The first step is much like donating blood. When leukaemia patient Claude Bannick entered a Hutch CAR-T study in 2014, nurses hooked him to a machine that filtered out his white blood cells, including the T cells.
Technicians raced his bag of cells to a factory-like facility that’s kept so sterile they must pull on germ-deflecting suits, booties and masks just to enter. Then came 14 days of wait and worry, as his cells were reprogrammed.
Bannick, 67, says he “was almost dead”. Chemotherapy, experimental drugs, even a bone marrow transplant had failed, and “I was willing to try anything.”
The goal: Arm T cells with an artificial receptor, a tracking system that can zero in on identifying markers of cancer cells, known as antigens. For many leukaemias and lymphomas, that’s an antigen named CD19.
Targeting different antigens
CAR-Ts cause collateral damage, killing some healthy white blood cells, called B cells, along with cancerous ones because both harbour the same marker. Finding the right target to kill solid tumours but not healthy organ tissue will be even more complicated.
“You can live without some normal B cells.
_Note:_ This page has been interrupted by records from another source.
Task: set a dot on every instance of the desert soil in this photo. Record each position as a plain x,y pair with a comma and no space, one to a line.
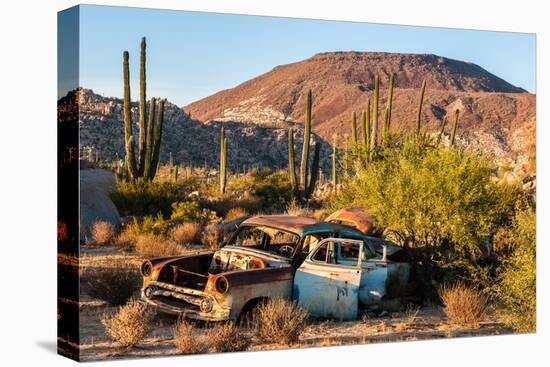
428,323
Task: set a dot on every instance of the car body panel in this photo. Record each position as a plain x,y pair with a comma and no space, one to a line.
221,284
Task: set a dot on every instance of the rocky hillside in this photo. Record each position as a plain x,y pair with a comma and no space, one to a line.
190,141
496,117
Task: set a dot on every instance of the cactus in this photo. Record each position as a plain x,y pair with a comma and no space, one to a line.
142,109
291,162
157,140
420,102
128,137
149,138
387,113
223,161
455,124
305,146
314,171
149,135
441,131
374,134
334,173
367,128
306,187
354,128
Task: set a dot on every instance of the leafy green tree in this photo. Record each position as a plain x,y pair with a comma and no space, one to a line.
516,279
441,204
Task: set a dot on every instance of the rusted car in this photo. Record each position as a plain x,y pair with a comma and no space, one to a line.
330,269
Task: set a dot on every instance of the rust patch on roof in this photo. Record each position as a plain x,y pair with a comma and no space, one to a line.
357,217
296,224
You can’t live without your lungs,” Riddell explained.
Early studies against solid tumours are beginning, targeting different antigens. Time-lapse photos taken through a microscope in Riddell’s lab show those new CAR-T cells crawling over aggressive breast cancer, releasing toxic chemicals until tumour cells shrivel and die.
CARs aren’t the only approach. Researchers also are trying to target markers inside tumour cells rather than on the surface, or even gene mutations that don’t form in healthy tissue.
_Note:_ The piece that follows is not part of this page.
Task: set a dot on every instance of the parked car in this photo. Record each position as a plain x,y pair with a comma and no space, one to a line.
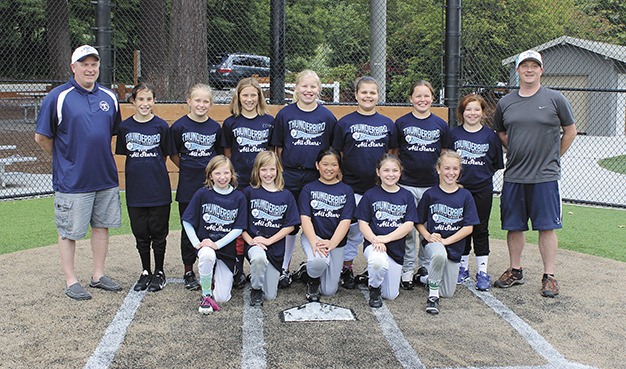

“It’s ironic that the very mutations that cause the cancer are very likely to be the Achilles heel,” NCI’s Rosenberg said.
The hope of any cancer patient
And studies are beginning to test CAR-Ts in combination with older immunotherapy drugs, in hopes of overcoming tumour defences.
If the FDA approves Novartis’ or Kite’s versions, eligible leukaemia and lymphoma patients would be treated at cancer centres experienced with this tricky therapy. Their T cells would be shipped to company factories, engineered, and shipped back. Gradually, more hospitals could offer it.
Because only certain patients would qualify for the first drugs, others would have to search for CAR-T studies to try the treatment. A drug industry report lists 21 CAR-T therapies in development by a dozen companies.
“This is the hope of any cancer patient, that if you stay in the game long enough, the next treatment’s going to be just around the corner,” said Shefveland, the Hutch patient.